We think you need these skills to ace Regulatory Writer - Remote - Studentjob.co.uk
Some tips for your application 🫡
Understand the Role: Before applying, make sure you fully understand the responsibilities of a Regulatory Writer. Familiarise yourself with the types of documents you'll be writing and the regulatory standards involved.
Tailor Your CV: Highlight your relevant experience in regulatory writing or medical communications. Be specific about the types of documents you've worked on and any regulatory guidelines you're familiar with, such as ICH or GCP.
Craft a Compelling Cover Letter: Use your cover letter to showcase your passion for regulatory writing and your understanding of the role. Mention specific experiences that demonstrate your attention to detail and ability to work collaboratively.
Proofread Your Application: Ensure that your CV and cover letter are free from errors. Given the nature of the job, attention to detail is crucial, so take the time to review your application thoroughly before submitting it.
How to prepare for a job interview at Jobster
✨Know Your Regulatory Standards
Familiarise yourself with key regulatory writing standards such as ICH and GCP. Being able to discuss these in detail will show your expertise and understanding of the role.
✨Prepare Examples of Your Work
Have specific examples of regulatory documents you've written or edited ready to discuss.
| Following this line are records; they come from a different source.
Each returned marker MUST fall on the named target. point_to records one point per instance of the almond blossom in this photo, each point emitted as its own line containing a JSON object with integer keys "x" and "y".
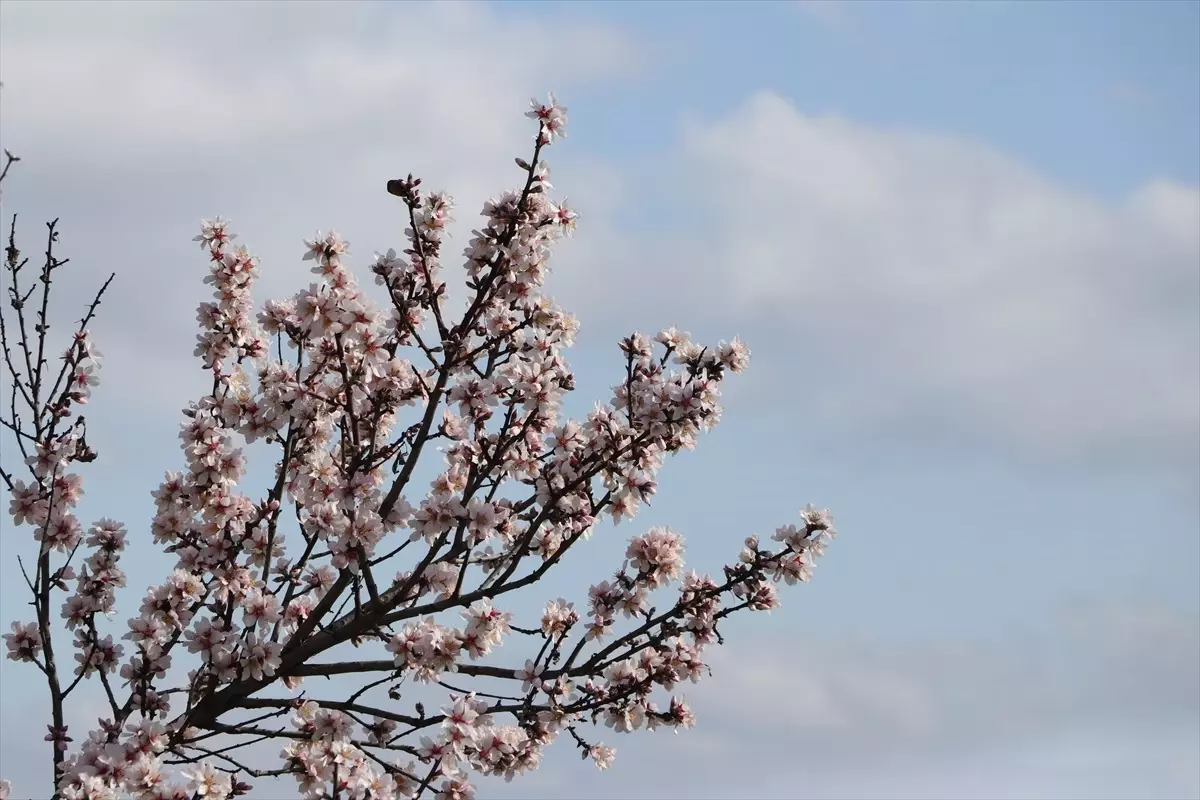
{"x": 351, "y": 561}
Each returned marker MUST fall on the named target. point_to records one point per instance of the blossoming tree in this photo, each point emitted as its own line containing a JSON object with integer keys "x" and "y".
{"x": 343, "y": 549}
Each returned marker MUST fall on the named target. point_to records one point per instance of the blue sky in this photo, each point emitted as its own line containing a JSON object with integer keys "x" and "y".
{"x": 963, "y": 241}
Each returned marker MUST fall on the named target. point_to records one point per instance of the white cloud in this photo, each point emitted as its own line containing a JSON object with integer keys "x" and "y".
{"x": 1065, "y": 713}
{"x": 136, "y": 120}
{"x": 939, "y": 281}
This will demonstrate your experience and ability to produce high-quality work.
✨Showcase Your Attention to Detail
Highlight instances where your attention to detail made a significant impact on a project. This is crucial in regulatory writing, so be prepared to share relevant stories.
✨Ask Insightful Questions
Prepare thoughtful questions about the company's projects and team dynamics. This shows your interest in the role and helps you assess if it's the right fit for you.